The Securities and Exchange Board of India (SEBI) in an order delivered on January 24 cracked down on Coffee Day Enterprises Limited (CDEL), the parent company of the immensely popular coffee shop franchise, Cafe Coffee Day. The regulator imposed a penalty of Rs 26 crore on the company and has directed the company to appoint a reputed law firm, in consultation with NSE, to assist with the recovery of outstanding dues of Rs 3,424.25 crore.
The fraudulent diversion and mismanagement of funds within the company amounting to a whopping Rs 3,535 crore first came to light when VG Siddhartha, the chairman of the Coffee Day group, committed suicide in July 2019. He left behind a note addressing the Board of Directors that his team, auditors and senior management were “totally unaware” of all his transactions and that the law should hold only him accountable, as he had withheld the information from everybody, “including his family”.

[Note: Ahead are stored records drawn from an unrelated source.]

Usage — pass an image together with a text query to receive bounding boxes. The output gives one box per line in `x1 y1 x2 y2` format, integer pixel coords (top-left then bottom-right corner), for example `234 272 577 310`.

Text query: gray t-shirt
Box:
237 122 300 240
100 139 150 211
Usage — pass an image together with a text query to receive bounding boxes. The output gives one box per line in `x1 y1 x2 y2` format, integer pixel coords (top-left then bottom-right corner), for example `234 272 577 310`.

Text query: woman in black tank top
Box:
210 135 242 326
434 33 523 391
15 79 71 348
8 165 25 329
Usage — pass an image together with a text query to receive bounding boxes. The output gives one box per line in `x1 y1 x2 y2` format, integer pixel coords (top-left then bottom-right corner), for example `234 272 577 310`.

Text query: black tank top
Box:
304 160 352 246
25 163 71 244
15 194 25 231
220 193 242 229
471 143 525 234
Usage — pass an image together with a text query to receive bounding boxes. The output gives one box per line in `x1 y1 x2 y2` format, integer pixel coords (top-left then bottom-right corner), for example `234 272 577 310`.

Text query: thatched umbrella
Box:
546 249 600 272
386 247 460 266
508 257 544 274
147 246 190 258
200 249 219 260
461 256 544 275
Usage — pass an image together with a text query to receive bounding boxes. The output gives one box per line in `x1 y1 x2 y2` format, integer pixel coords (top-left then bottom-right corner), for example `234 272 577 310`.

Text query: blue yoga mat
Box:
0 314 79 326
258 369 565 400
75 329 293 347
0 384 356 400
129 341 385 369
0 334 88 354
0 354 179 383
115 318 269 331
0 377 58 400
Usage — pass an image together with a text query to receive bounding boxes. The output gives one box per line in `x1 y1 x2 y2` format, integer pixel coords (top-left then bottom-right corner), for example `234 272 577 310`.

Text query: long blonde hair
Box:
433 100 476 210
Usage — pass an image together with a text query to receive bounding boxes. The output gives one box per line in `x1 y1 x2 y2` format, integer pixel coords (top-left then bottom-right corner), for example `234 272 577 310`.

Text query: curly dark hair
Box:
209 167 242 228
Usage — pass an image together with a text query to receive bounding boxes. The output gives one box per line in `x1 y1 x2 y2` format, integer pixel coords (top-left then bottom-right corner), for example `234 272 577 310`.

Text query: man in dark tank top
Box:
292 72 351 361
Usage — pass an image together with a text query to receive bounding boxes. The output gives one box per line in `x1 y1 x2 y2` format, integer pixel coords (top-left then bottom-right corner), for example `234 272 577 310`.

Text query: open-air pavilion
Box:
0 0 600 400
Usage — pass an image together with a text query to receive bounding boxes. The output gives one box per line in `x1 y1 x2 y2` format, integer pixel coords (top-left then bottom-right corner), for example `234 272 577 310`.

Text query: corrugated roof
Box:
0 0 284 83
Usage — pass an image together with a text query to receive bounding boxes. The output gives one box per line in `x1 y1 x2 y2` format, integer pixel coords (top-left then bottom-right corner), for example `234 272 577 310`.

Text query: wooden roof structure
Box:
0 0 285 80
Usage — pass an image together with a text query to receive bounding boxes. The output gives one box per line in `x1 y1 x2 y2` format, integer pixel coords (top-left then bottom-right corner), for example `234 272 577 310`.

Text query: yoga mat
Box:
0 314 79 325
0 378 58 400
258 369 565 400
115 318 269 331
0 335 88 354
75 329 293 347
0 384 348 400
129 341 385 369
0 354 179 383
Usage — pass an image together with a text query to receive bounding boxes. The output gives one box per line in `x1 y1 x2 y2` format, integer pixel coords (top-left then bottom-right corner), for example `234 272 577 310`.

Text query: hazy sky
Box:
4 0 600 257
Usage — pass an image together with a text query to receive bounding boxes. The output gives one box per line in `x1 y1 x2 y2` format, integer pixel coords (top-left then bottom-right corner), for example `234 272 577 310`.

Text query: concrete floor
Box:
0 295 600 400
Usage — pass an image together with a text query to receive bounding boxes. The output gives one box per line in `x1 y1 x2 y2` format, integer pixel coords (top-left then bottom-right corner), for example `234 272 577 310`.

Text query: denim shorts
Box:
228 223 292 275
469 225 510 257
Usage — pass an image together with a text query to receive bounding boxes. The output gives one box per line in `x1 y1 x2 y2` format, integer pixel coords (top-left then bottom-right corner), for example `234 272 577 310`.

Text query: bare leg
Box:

At the heart of the corporate governance fiasco is the diversion of Rs 3,535 crore from seven subsidiaries of CDEL to Mysore Amalgamated Coffee Estates Limited (MACEL), a company that is connected to CDEL.
Whole Time Member Ashwani Bhatia imposed a penalty of Rs 25 crore under section 15HA and Rs 1 crore under section 15HB of the SEBI Act, 1992. The first section deals with fraudulent and unfair trade practices relating to securities, whereas the second section chalks out provisions for the imposition of penalties.